You need to keep track of the selected objects in some way; I'd suggest adding yet another item to the BasicNotepageUI, which is a list of the selected objects (strokes or text); the paint() code will then display anything in this list differently (through color or a highlighted bounding box or whatever). Again, since this is transient state it does not need to go in the model, so can live in the BasicNotepageUI.

As long as something is selected, you're potentially in "move mode." My suggestion for how to implement this is to look at any mouse press that happens; if something is selected, and the mouse press is inside one of the selected objects, then dragging the mouse moves the object (which should just be a matter of updating the X,Y coordinates of the items in the model, and notifying any listeners). If the press happens outside of a selected item, you can "de-select" the selected stuff (take it out of the selected list and just draw it normally). This ends "move mode." The basic behavior here should be much like any paint program--when something is selected you can click into it to drag it; but as soon as you click outside, the object is de-selected.

Extra Credit

As usual, there are a lot of ways to make this fancier than described.

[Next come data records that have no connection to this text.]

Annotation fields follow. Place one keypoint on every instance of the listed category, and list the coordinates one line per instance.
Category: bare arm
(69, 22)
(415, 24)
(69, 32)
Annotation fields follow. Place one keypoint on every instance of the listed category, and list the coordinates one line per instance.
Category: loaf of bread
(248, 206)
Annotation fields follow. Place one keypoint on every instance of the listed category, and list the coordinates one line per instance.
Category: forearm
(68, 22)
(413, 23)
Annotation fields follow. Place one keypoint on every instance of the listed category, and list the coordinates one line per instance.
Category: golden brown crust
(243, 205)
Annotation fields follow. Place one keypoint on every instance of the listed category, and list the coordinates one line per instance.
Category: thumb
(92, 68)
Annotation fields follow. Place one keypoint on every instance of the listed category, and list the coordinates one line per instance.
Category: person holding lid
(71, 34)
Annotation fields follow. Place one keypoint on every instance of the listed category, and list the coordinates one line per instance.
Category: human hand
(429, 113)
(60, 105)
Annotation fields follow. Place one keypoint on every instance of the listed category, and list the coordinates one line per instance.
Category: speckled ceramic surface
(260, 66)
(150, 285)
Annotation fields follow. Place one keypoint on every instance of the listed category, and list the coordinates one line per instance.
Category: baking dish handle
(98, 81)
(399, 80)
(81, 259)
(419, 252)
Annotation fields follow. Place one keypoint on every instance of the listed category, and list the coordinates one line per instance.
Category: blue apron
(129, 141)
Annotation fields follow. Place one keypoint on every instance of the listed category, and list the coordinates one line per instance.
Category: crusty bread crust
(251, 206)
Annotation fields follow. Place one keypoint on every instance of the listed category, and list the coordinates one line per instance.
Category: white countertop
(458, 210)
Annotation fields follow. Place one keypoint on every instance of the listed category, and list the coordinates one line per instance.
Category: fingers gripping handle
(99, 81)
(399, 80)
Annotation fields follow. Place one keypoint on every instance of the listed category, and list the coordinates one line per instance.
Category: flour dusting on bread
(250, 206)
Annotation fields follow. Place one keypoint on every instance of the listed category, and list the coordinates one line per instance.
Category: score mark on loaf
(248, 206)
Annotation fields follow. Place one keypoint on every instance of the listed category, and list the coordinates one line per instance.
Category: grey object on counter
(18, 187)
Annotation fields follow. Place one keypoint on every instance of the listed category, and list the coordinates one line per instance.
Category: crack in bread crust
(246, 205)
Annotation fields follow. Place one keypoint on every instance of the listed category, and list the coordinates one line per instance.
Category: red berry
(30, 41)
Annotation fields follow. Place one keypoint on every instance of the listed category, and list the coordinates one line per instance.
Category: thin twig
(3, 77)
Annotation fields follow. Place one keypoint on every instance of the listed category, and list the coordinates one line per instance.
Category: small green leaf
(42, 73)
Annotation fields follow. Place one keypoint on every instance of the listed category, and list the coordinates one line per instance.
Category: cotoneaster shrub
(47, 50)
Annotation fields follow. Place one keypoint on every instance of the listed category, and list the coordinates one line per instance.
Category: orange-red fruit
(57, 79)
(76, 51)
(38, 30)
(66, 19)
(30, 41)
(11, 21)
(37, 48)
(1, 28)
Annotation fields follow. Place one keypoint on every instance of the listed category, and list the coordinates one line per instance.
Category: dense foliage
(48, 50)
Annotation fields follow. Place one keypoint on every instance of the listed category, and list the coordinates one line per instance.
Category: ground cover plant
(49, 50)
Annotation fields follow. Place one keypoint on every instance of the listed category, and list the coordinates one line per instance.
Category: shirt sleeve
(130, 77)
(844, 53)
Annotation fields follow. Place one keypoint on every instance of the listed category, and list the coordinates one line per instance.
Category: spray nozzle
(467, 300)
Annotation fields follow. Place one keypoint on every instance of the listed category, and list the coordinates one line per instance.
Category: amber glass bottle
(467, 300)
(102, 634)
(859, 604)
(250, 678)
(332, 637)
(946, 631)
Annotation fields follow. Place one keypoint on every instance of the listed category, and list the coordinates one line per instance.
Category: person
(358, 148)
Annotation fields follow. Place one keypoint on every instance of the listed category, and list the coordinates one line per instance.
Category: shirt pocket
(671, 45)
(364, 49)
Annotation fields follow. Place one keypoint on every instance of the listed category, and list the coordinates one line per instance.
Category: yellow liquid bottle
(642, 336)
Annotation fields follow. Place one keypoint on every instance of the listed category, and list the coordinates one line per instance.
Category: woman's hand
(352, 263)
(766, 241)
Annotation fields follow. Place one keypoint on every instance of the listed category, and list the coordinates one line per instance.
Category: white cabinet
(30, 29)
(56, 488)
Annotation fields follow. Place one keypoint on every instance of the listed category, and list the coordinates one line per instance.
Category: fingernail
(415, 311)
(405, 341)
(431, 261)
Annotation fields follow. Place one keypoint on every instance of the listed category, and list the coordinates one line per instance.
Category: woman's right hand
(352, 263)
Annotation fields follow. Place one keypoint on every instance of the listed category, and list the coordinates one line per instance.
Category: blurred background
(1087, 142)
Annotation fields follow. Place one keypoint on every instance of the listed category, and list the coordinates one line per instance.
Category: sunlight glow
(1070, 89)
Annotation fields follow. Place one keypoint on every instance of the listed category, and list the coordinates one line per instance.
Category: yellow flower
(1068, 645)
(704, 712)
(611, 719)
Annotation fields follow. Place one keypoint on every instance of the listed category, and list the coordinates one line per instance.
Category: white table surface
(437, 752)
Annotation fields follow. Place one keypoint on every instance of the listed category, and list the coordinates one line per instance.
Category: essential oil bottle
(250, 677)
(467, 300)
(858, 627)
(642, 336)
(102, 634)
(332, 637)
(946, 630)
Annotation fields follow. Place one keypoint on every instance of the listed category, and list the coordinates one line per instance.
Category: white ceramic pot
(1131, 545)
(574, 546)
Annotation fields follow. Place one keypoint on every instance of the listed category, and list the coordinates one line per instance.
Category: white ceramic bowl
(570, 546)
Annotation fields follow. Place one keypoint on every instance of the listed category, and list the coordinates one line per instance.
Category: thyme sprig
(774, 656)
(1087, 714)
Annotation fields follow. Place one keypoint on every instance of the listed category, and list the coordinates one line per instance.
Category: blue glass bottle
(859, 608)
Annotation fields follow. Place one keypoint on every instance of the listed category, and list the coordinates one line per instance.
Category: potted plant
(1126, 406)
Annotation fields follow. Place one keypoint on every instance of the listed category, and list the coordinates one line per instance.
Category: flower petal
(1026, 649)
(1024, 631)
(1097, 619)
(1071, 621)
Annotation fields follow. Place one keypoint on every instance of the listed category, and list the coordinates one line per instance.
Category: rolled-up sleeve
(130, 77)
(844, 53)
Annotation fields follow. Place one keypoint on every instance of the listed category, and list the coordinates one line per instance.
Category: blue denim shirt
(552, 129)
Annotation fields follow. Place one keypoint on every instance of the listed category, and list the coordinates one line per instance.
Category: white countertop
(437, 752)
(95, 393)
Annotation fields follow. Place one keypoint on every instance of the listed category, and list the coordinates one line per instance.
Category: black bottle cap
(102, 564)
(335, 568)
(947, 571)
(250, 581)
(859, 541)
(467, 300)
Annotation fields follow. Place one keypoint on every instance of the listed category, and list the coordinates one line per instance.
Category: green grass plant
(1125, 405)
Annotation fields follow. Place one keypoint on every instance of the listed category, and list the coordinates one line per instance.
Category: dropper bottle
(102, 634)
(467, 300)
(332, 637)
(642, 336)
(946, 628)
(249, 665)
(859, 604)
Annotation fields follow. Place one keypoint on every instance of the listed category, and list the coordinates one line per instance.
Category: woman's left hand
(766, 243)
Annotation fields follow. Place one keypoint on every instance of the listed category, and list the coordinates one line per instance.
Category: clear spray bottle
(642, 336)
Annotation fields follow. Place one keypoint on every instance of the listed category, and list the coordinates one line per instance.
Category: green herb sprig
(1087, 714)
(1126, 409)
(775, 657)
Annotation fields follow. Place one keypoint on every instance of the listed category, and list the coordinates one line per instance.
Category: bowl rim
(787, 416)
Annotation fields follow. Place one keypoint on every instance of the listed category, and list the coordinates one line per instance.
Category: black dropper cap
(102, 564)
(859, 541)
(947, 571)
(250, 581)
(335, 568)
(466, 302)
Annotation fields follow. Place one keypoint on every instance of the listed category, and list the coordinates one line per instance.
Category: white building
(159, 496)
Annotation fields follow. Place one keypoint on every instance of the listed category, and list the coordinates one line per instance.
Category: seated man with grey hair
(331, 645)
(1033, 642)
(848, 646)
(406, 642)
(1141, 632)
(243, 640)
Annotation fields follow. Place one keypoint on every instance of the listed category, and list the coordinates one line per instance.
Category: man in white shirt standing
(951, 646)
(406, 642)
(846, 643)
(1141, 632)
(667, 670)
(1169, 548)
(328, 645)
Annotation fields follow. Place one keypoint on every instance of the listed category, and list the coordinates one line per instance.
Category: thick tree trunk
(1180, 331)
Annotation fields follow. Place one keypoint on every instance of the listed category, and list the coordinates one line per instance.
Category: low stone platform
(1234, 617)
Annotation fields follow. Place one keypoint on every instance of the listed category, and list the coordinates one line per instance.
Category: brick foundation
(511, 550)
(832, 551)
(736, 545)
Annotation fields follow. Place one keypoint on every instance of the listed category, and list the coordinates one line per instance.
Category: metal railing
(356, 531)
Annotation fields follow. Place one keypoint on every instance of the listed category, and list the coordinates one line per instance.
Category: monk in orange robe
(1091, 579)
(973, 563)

Implement a richer command set than described here (cut/copy/paste, for instance). Bonus points vary depending on how complex the new commands are, but probably +1 or +2 per new command.
Gratuitous graphical richness, such as having deleted objects crumple themselves up or vanish in a puff of smoke, or having selected items surrounded by a pulsating glow. Variable, but probably +1 or +2 points.
Implement the Tivoli 9-square recognizer and use it to identify at least one gesture. +4 points for this one.

As usual, if you do something else that's above and beyond the call of duty, let us know in your README file and we may assign some extra credit for it.

Deliverable

This is an INDIVIDUAL assignment; while you may ask others for help on Java or Swing details, please write the code on your own.

To turn in the assignment, please follow the same process as last time:

Create a new directory using your last name as the name of the directory. Please compile your application and place both the sources and classfiles, as well as a README.txt file (described below) into this directory; ZIP this directory and mail it to the TA.

The README.txt file should contain your name and email address, the version of Java you used (either 1.4.x or 1.5.x, please) as well as any special info I might need in order to run your code. (Command line arguments, etc.)

If you do any extra credit work, be sure to let us know about it in the README file so that we don't miss it!!

IMPORTANT: I'm letting people come up with their own gesture vocabulary for this project. What this means though is that YOU MUST provide a description to us of what that gesture set is. Remember that SiGeR gestures are directional also (a square bracket started at the top is a different gesture than a square bracket started at the bottom). You need to provide us with enough detail that we're not having to reverse engineer your code to figure out how to make your gestures. A short graphical cheat-sheet that shows the actual gestures you're using would be a great way to do this. We will deduct points from people that make us spend lots of time to figure out your gestures!

Please take care to remove any platform dependencies, such as hardcoded Windows path names or dependence on a particular look-and-feel that may not exist on all platforms. Also, if you use any images in your application, please make sure that you include these in your ZIP file and that your code will refer to them and load them properly when from from inside the directory that's created when I unZIP your code.

Grading for this assignment, and future assignments, will roughly follow this breakdown:

60% functionality
40% good architectural design, coding style, commenting

Please let the TA or me know if you have any questions.